Dormire al teatro è un’abitudine abbastanza diffusa, ma durante lo spettacolo. Per noi era un’altra cosa. Il piccolo teatro di legno di Tankoy si trovava in un periodo di riposo, e la polizia, mancando un albergo, aveva fatto mettere tre letti sul palcoscenico, destinandoli al nostro sonno. Il teatro era illuminato ad elettricità, tutto addobbato per una prossima recita di ferrovieri dilettanti.

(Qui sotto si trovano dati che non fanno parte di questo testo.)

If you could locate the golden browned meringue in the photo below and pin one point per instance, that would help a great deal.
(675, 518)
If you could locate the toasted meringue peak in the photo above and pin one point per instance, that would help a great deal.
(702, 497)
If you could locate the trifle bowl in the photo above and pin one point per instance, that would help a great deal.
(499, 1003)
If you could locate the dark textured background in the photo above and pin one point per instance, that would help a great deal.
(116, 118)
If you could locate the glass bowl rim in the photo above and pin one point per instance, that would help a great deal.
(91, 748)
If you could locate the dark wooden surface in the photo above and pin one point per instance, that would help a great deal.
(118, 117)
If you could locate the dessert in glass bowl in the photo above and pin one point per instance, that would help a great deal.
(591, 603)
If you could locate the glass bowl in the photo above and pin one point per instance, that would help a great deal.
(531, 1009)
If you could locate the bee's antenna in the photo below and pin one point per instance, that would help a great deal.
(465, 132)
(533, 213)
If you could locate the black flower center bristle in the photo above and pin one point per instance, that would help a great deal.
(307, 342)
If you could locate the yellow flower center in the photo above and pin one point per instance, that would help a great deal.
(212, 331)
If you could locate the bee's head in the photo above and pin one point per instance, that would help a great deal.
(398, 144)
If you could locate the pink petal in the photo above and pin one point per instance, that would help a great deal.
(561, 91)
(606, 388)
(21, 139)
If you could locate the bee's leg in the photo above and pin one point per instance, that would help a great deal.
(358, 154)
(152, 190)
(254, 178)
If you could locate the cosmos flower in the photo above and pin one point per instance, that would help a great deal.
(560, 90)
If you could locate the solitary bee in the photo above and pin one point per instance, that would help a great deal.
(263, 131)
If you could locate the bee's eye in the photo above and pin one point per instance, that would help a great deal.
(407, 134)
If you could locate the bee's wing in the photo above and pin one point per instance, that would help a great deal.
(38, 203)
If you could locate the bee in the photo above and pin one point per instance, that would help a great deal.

Il telone era sollevato, le batterie della ribalta c’inondavano di luce (impazzimmo poi per un’ora a cercare l’interruttore) e in mezzo a tutto quello splendore, noi tre che ci spogliavamo e ci coricavamo, sospirando e gemendo per le nostre ammaccature che doloravano ad ogni gesto, pareva che recitassimo qualche scena da pochade.

Fuori passavano e ripassavano sentinelle armate di fucile. Tankoy vigilava, come se aspettasse per quella notte un assalto di “quei di Sakhalin„.